Non-covalent interactions are crucial for the existence the whole living world. They govern the enzyme-substrate interactions, formation of double helices, interactions with receptors, signal transmission and many other biological processes. As chemists, we try to mimic the Nature and also create non-covalent assemblies in a controllable way. What is more, we try to make completely new artificial systems for new applications, for example sensing, storage or catalysis. We are still far away behind Nature in terms of effectiveness. However, the field of supramolecular chemistry, that deals with non-covalent assemblies is now quite mature. A lot is already known, since thousands of artificial sensors, storage materials or catalysts have already been tested. Some general strategies have been developed by now. For the construction of effective supramolecular sensors a generally accepted strategy is to utilize semi-rigid and semi-open molecules as scaffolds and further modify them to get desirable properties. Such approach has some advantages: a) upon substrate binding the semi-rigid structure allows for small error-corrections and, on the other hand, does not have a huge entropic penalty of a fully labile receptor; b) semi-open cavity is preferable due to both entropic (already open, no rearrangement penalty, solvent release benefits) and enthalpic reasons (possibility of placement of binding sites in a convergent way). Therefore, the synthesis of semi-rigid macrocyclic platforms is fundamental for further receptor design. There are several well-known and highly used macrocylic scaffolds including: calix[n]arenes, resorcin[4]arenes, cyclotriveratrylenes, and cucurbit[n]urils. There are many interesting applications using these scaffolds including sensing, storage of gases and reactive intermediates, construction of large nanocontainers and catalytic reaction nanovessels. However, the shapes of macrocylic skeletons limit their applications to some extent. It is still an important goal to obtain new semi-rigid macrocycles that may serve as new supramolecular scaffolds with new shapes and/or new binding properties.

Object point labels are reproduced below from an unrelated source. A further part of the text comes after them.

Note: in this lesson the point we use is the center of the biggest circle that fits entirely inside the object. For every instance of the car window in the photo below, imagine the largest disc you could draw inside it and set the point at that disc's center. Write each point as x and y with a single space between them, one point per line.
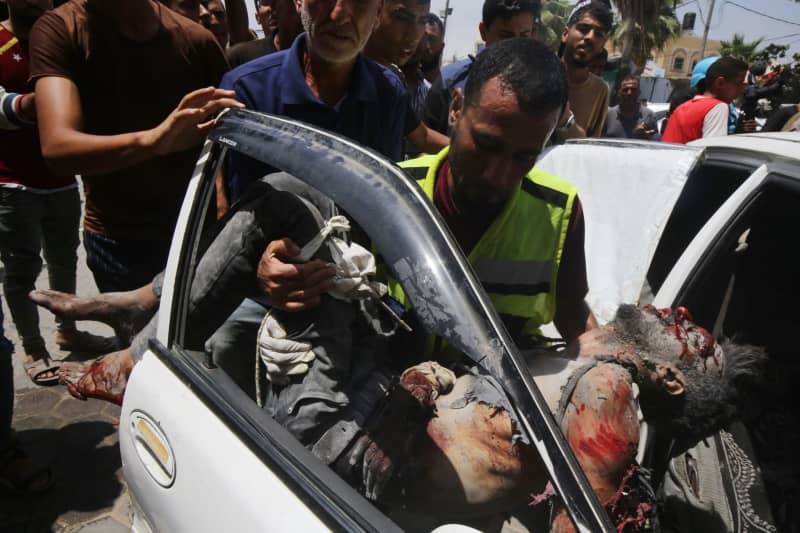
708 186
338 388
746 288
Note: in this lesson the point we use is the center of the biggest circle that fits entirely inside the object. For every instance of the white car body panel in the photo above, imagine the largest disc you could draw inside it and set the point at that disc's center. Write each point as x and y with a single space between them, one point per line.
618 189
220 485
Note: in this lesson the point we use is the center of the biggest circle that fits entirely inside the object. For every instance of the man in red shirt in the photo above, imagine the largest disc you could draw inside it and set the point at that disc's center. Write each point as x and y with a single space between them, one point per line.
39 210
706 115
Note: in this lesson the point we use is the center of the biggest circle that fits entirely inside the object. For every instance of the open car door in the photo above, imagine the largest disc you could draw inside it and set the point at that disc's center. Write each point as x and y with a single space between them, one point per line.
191 440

Fig. 5. The schematic representation of the synthesis of hybrid macrocycles.

The aim of the current project is to obtain new macrocylic compounds composed of poliphenolic units (Fig. 5). We plan to use various known polyphenolic building blocks and combine them using the methodology that was recently developed in our group in order to obtain hybrid macrocycles of various shapes using templated or non-templated synthesis. We will determine the structures of the resulting macrocycles and probe their complexing properties towards representative guest molecules. We will also try to functionalize them, in order to check their versatility. The great advantage at this point is that the macrocycles with new shapes will be composed of well-known building blocks. Therefore, their chemistry will be very rich and easy to predict. Finally, we would like to develop an efficient, scalable synthetic methodology for most promising macrocyles in order to make them useful macrocyclic scaffolds for supramolecular chemistry.